1. Go to the gorillas. Take advantage of what your audience is doing naturally. Your goal is to present your brand to your customers and create a real and valuable connection and you will be more successful if you go to the places they hang out. Diane Fossey didn’t require the gorillas to come to her lab – she went to the gorillas.

The average consumer is on at least 2 devices at any given time, and they are constantly refreshing content. Your tweet has a 13-minute life span. Your challenge is to understand where and when customers want to hear from you – and then be there. Create user personas that include content consumption patterns, and then test those patterns. Eventually you will zero in on the right audience, the right time, and the right message.

Social media provides an exceptional platform to listen to conversations and test ideas. Whether you have been on social since MySpace, or you are just getting into the game (you are late, by the way), you should approach social as a participant in a conversation. Listen. Listen. Listen. There are conversations that would benefit from your brand’s engagement, so you should join in. You don’t need to create every conversation from scratch, and you shouldn’t use every conversation as an opportunity to pitch or sell.

2. Communicate without selling. Your content should resonate on a personal level with your audience, and should focus less on the brand attributes and more on what your customer can do with it. Red Bull doesn’t tell stories about sucrose and glucose – Red Bull tells stories about sky diving from outer space. Stop listing features.
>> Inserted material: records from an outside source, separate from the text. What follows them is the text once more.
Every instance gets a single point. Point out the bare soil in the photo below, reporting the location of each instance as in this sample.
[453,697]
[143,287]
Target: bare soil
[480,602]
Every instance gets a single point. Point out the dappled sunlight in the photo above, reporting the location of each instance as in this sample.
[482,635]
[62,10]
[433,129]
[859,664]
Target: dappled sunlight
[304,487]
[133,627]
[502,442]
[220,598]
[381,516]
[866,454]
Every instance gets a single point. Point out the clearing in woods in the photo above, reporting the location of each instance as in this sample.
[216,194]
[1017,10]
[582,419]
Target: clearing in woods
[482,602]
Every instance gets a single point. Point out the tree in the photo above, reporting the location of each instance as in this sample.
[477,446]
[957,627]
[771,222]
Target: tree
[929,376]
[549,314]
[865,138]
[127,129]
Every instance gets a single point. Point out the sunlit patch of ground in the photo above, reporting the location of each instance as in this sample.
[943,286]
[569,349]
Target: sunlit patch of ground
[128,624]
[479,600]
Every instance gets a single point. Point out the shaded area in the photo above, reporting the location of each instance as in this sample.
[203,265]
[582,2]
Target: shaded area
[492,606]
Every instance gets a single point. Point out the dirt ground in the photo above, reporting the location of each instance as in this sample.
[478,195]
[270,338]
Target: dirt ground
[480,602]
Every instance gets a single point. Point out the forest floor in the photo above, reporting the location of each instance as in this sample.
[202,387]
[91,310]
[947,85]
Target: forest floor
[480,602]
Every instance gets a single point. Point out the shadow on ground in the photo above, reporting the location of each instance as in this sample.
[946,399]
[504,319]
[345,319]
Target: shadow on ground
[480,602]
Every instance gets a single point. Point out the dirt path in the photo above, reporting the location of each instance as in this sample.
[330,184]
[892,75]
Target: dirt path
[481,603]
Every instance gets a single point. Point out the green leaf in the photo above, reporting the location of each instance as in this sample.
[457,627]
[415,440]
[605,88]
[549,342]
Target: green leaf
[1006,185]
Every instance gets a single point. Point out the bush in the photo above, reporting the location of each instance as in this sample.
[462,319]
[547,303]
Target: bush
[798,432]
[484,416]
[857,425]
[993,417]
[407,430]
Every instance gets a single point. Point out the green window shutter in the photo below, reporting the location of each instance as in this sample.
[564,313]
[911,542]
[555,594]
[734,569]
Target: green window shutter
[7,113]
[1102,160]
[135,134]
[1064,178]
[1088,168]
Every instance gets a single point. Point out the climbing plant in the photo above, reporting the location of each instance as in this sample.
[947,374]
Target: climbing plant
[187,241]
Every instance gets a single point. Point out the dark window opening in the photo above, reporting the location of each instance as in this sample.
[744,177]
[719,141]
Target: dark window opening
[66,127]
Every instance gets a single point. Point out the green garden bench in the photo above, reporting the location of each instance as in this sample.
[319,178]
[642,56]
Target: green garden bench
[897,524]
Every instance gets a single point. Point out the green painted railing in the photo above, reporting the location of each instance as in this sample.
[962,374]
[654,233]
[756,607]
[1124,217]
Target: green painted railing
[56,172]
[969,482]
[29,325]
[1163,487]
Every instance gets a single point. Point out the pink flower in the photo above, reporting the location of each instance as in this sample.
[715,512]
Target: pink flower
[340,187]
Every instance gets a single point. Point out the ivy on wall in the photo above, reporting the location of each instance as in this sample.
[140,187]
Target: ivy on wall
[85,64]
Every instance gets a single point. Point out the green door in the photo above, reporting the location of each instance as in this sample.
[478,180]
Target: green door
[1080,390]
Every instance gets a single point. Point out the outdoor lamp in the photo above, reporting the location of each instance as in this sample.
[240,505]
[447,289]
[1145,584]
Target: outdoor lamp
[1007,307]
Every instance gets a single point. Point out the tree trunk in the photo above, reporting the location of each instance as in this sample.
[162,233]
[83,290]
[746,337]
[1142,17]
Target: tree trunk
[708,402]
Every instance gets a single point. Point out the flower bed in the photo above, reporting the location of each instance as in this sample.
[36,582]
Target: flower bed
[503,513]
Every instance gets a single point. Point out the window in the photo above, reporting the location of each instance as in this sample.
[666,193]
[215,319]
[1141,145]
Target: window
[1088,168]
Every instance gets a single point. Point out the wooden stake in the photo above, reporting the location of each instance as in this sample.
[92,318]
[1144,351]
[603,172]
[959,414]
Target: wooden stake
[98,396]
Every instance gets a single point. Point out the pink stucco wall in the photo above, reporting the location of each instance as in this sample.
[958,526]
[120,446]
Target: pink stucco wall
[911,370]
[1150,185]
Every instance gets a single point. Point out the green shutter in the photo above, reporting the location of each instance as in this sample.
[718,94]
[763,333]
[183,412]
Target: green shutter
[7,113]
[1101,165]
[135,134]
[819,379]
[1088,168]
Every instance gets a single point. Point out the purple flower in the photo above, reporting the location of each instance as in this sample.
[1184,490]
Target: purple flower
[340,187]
3. Deliver consistent, ongoing, and valuable information to customers if you want them to reward you with their business and loyalty. For example, when Pinterest announced that they are going to offer sponsored posts, one of the first assurances given to users was that the site wouldn’t be overrun by banners, and the ads would be relevant. Advertising – the bastion of selling – is even being required to tone it down and serve up value.

4. Produce great content. Someone who can write really well and is given the freedom to produce content that responds to and supports the community is critical. Content rock stars can be found in unexpected places, so get to know the bright minds throughout your organization. Consider recruiting a passionate fan on one of your social channels. When you co-create with your audience, and let consumers tell the market who your brand is, magic can happen.

5. Start with one great idea and then squeeze everything you can out of it.

6. Customize the story based on the channel and the nuances of the channel’s users. Get creative with angles on the story and ways to invite engagement.

You will take excellent care of your customer by delivering a engagement-worthy experience across all of your marketing channels, including email, social media, web, tradeshows, advertising, white papers, infographics, and more. Those experiences are driven by a clear and meaningful story, as well as an authentic understanding of your customers and what moves them.